Some Class 2 cars are eligible for a class reduction if they are between 1100mm and 1300mm(*) tall, maximum weight is between 2300 kg and 3500 kg, can carry more than 5 passengers, and does not have 4-wheel drive. This is determined either by finding the vehicle on a pre-approved list, or by getting a special inspection.
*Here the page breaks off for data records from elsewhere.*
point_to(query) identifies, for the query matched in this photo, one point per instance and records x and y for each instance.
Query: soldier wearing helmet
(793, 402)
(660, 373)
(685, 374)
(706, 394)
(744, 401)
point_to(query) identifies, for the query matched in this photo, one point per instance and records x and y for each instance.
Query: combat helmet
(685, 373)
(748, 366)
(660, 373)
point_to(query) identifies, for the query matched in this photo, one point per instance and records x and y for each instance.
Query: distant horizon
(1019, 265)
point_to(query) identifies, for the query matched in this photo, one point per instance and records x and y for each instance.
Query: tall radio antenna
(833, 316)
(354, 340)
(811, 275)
(*) Measured over the front axle (Classes de Veículos).

==Alternate uses==

Due to the widespread use of the Via Verde, it is now being expanded to other areas outside toll fee collecting. Many carparks, some gas service stations (GALP) and even McDrive (equivalent to DriveThru) are now using it as a possible payment method. This system is fully integrated, which means one tag works everywhere. As of 2015, one McDonald's location in Lisbon accepted Via Verde as a method of payment. Via Verde is also commonly accepted in parking centres, most notably in Lisbon Airport.

==Electronic toll==

Since 2010, some highways have used a system of electronic tolling – no manual cash or credit card payment is possible anymore. These highways can be recognized by an icon showing a car driving under some curved lines and a Euro symbol.